Each archetype is designed:

  • As a maximal data set effectively everything one can think of about a clinical concept in all situations by the consumer and any and all providers. This design intent is pragmatically constrained to be sensible in some situations, however good archetype design will always ensure that the full model can be achieved through nesting of additional archetypes to create the maximal dataset/universal use-case ideal.
  • For the 'universal use-case' – for re-use in any and all scenarios, from use at home, to primary care, community care, hospital care, secondary use and for research.

Each archetype needs to represent the variety of data that is required to represent the information required for all aspects of clinical care and related activities, including:

  • The ability to capture both free-text vs structured data;
  • Normal statements such as "Nil significant" or "NAD";
  • Graphable data;
  • Images – eg a homunculus, or a surgical diagram;
  • Multimedia including photos, video and audio or an ECG wave format;
  • Questionnaires, checklists etc

Think about how the clinician may record the data: different clinicians will need differing approaches to recording their health information and the models need to allow for this clinical diversity. Some will prefer to use more free text and others more structure; some need more detail than others; we need to capture current requirements for recording and exchange while keeping in mind what might be best practice in the near and distant future.

The best designers, without a doubt, have a clinical background. I have seen clinicians and non-clinicians given identical clinical content, but the archetypes produces are surprisingly different. Clinician modellers definitely model their domain better than those who are not familiar with clinical practice. They are perhaps better able to envision the fractal nature of medicine and take that in to account in creating archetypes, especially the complex areas which require nesting of archetypes within each other to capture the depth and richness required in the models.

Integration with terminologies such as SNOMED, ICD or LOINC are strategic and important – the structure of an archetype is not enough to represent clinical information adequately, and similarly terminology alone is inadequate. However the combination of terminology within an archetype structure, by naming elements or provision of value sets, is semantically very powerful. There is still considerable work to be done to determine how to represent the information overlap – that which can be expressed either in the archetype structure itself or via terminology.
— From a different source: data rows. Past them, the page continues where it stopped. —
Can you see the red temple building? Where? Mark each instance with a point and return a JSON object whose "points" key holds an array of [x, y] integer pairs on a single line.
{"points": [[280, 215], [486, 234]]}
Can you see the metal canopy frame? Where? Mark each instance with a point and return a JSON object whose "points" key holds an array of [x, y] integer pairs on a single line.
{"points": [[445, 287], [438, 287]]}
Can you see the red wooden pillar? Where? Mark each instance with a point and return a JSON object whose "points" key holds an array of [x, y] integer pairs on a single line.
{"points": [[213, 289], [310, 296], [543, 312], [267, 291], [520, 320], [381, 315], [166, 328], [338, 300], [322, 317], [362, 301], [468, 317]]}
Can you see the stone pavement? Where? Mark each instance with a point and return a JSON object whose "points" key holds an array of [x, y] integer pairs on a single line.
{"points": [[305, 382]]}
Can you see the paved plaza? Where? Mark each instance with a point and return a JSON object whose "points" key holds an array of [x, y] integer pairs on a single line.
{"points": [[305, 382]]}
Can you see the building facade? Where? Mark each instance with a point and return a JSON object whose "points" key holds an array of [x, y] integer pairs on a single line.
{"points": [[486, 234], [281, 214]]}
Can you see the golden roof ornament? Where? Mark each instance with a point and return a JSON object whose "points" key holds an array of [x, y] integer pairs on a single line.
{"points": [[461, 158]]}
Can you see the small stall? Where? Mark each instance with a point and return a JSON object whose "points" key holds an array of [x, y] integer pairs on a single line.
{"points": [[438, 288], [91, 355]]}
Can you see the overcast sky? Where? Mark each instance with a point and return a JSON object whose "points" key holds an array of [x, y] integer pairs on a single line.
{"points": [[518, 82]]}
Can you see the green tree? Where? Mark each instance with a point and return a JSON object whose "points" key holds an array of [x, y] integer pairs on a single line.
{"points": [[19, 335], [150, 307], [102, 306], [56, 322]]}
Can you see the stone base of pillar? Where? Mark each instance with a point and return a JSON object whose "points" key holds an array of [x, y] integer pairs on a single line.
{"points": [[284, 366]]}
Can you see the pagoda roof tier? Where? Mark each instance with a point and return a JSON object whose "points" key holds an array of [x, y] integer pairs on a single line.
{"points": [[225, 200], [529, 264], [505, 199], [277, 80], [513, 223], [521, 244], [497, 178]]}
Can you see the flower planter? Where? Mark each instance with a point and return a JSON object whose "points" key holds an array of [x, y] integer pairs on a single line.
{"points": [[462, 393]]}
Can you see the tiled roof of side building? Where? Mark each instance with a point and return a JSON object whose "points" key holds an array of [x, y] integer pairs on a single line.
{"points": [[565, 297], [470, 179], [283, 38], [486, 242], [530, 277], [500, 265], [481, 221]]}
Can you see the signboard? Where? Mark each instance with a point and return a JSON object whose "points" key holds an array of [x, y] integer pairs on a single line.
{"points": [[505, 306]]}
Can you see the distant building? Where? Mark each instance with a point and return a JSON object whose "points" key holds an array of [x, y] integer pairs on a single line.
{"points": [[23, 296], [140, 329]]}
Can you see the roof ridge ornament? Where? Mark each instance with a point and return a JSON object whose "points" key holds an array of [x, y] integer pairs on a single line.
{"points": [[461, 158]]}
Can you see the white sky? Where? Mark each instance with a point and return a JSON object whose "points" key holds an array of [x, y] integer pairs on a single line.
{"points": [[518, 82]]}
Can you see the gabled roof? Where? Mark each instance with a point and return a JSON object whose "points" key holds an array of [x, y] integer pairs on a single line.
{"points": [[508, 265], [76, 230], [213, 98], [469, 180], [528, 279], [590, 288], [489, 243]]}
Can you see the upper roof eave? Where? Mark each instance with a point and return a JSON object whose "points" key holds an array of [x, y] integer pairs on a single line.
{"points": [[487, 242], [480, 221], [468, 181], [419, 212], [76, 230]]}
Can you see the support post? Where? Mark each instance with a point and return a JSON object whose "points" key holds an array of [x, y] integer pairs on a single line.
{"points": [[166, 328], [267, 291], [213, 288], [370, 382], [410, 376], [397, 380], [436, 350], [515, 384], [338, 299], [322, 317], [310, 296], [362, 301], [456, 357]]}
This remains a 'grey zone' and is a pressing area for collaboration or research.

Archetype classes – support clinician's processes

There are four main categories of archetypes that are useful to understand – each corresponding to classes in the openEHR Reference Model.

1.  Compositions – which correspond to commonly used clinical documents, such as 'antenatal visit' or 'care plan'. 2.  Sections – these are effectively used to assist with human navigation within EHRs and correspond to document headings, for example 'antenatal examination' or 'summary'.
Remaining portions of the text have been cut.